Boesch had finished in third on the inaugural season of Survivor: Borneo in 2000 when he was 72 years old.
“I was the most popular,” he said in an interview posted on the Marine Corps website in 2004.
Richard Hatch, the first Survivor winner, paid tribute to him on Twitter.
“Ours was an interesting bond, Dear Rudy!” he wrote. “You and I helped open minds and undermine predjudces. While your time here has passed, you will remain loved and iconic, dear friend!”
Boesch, one of the most beloved Survivor contestants, also competed with other show alumni on season eight, Survivor: All Stars. He was the second contestant voted out.
Boesch jointed the Navy as age 17 in 1945. He underwent training at boot camp when World War II ended. He served for 44 years.
“After boot camp, I went to Florida for Scouts and Raiders school and then they dropped the bomb,” he said in the Marine Corps website interview.

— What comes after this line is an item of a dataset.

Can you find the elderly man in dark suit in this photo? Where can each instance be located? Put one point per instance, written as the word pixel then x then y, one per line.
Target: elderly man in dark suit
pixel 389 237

He later headed to California and then China. In the ’50s and early ’60s, he was a member of the Underwater Demolition Team, after which he and 49 others were picked to join a new special unit the Navy was starting: the Navy SEALs.
He remained a SEAL with the special operations unit until 1988, and took part in two tours to Vietnam, earning a Bronze Star. He later joined the U.S. Special Operations Command and became the Command Master Chief for USSOCOM. He retired from the Navy in 1990.
In 1999, he interviewed to participate on Survivor.
“I read an article and it had the word challenge,” he said. “I didn’t know anything about the money, but I was going to do it anyway.”
“I figure they had 15 fouled-up people and they needed one normal one,” he added. “That was me.”